This model is extremely flexible in the sense that it makes it quite easy to write programs for processing natural languages, program interpretation and compilation, brute-force and symbolic computations . It also makes it easy to create a data structure (for example, a red-black tree ) once, and then apply it to many different types of objects. In contrast, COBOL-derived languages such as C have considerable difficulty with this kind of generalization, with the result that programmers have to write a huge amount of repetitive code again and again to implement the same well-known data structures and algorithms for new data types.

At the same time, however, this model does not cope well with memory limitations, is error prone and requires a lot of ingenuity to effectively implement. Since each object is identified only by a pointer, each object can have aliases. Each variable can be a null pointer. Since a pointer can indicate anything, type errors (when a pointer to an object of one type is stored in a variable that is expected to point to some other type) are ubiquitous, and object-graph languages traditionally use checks to shorten the debugging time. types at runtime.

In this object-graph memory model, if you have several objects of the same type, each of them will be identified by a pointer, and finding a specific attribute of an object includes navigating through the object graph, starting with this pointer. For example, if you have an Account object, then you can present it as an associative list. Then, to find its owner (an object that can be shared with other objects of accounts), you go through the list until you find a cons, whose car will be ACCOUNT-HOLDER, and take its cdr. Then, in order to find the middle name of the account holder, you may be looking for the attributes of the account holder in the vector, you get a pointer to the corresponding name, which can be either a string or a character, as in old Lisp, which has no lines. Updating the second name may include changing this line, updating the vector to point to a new line, or building a new associative list with a new account holder object, depending on whether this owner object is used with other account objects, and whether it is desirable other accounts to update the middle name too.

Garbage collection is almost a necessity in these languages. Beginning in 1959, when McCarthy created Lisp, and until 1980, when Lieberman and Hewitt came up with the use of generations for garbage collection, programs using this memory model spent between a third and a half of their work on garbage collection. Some computers were even specially created with several processors so that the garbage collector could be run on a separate processor.

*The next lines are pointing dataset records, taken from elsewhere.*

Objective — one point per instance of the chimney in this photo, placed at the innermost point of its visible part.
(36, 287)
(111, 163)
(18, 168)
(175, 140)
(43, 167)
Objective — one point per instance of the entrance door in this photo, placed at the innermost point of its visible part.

Object-graph languages made high demands on garbage collectors, not only because they prefer to create new objects rather than modify existing ones, but also because they usually have many pointers. In COBOL-derived languages, such as C and Golang, it is easier for garbage collectors to work because less large memory operations are performed there; these languages tend to modify objects instead of re-allocating memory for modified versions. And programmers, as a rule, try to use nested records where possible, rather than linking them with pointers, so pointers are found only where polymorphism is desirable, the validity of null pointers (which can be considered as a special case of polymorphism) or overlay.

Serialization of an object graph is a bit more complicated because it may contain circular references, and also because the part you want to serialize may contain links to parts that you do not want to serialize, and you should consider both cases as specific cases. For example, on some systems, an instance of a class contains a reference to its class, and a class contains references not only to the current versions of all methods, but also to the parent class. And you may not want to serialize the entire bytecode of the class with each object serialization. In addition, when you deserialize two objects that previously had common links (two accounts for the same account holder), then you probably want to keep sharing them. In general, the specific policy on this issue may vary depending on the purpose for which you are serializing data.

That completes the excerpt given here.